15-07-2023

Bij zijn vorige werkgever voelde security architect Willem van den Akker zich een nummertje. Zijn overstap naar Nivo was precies wat hij nodig had. ‘Het voelt alsof we het samen doen.’

‘Ik hou van schaken. Van het vooruitdenken. Het inschatten hoe je tegenspeler reageert op jouw zet. Als ik hem schaak zet met mijn loper, hoe reageert hij daar dan op? En wat zou ík dan weer moeten doen?

In mijn werk komt het vaak voor dat ik organisaties moet overtuigen van een bepaalde werkwijze of een nieuwe technologie. En ik merk dat die schaakmanier van denken me helpt. Dat ik beter voorbereid gesprekken in ga, kan anticiperen op de argumenten van mijn gesprekspartners. Zo slaagde ik er in de jaren 90 bijvoorbeeld in om op ethernet gebaseerde techniek te introduceren bij het staalbedrijf waar ik toen werkte. Ook al was dat toen nog een betrekkelijk nieuwe technologie waar de bestuurders niet meteen enthousiast over waren. 

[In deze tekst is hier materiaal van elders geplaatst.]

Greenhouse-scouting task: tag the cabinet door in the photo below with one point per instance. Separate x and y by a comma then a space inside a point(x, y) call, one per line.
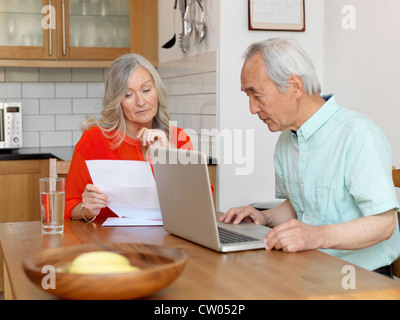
point(25, 31)
point(93, 29)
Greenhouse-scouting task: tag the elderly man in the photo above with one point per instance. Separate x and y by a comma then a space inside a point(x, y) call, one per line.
point(332, 165)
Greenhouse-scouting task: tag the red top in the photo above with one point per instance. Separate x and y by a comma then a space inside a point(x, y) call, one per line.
point(94, 146)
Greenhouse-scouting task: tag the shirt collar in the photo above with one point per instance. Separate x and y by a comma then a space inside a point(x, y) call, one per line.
point(319, 118)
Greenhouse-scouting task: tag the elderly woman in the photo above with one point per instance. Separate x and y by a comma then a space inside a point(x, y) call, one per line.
point(134, 117)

22 jaar werkte ik voor dat staalbedrijf. Ik heb er mogen pionieren met nieuwe technologieën en netwerken, maar op een gegeven moment was het klaar. Ik zat daar vast. Ik was ‘die netwerkspecialist’, dát was mijn rol. Maar ik wilde meer. Ik wilde me ontwikkelen. En dus werd ik consultant.

Eerst bij een groot IT-consultancybedrijf. Zó groot zelfs, dat ik een nummertje werd. Van mij werd verwacht dat ik omzet zou genereren. Mijn maandelijkse targets zou halen. Voor mij als mens was ondertussen geen enkele aandacht. De afstand tussen collega’s onderling en tussen collega’s en het management was ontzettend groot. Ik voelde me er niet thuis. En dus ging ik weg.

Ik moet toegeven: ik was een beetje sceptisch toen ik in 2015 de overstap naar Nivo maakte. Hoe zou dat zijn, werken voor zo’n betrekkelijk kleine organisatie? Maar het is precies wat ik zocht. Ook hier heb ik leuke, uitdagende projecten. En hier voel ik wél de binding met de organisatie en mijn consultancy-collega’s. Mede dankzij de uitjes en de regelmatige bijscholingsmomenten. Het voelt alsof we het samen doen.

Bij Nivo zit ik weer lekker in mijn vel. Ik mag dan erg van vooruitdenken houden, maar ik zie nu geen enkele reden voor een volgende stap in mijn carrière.’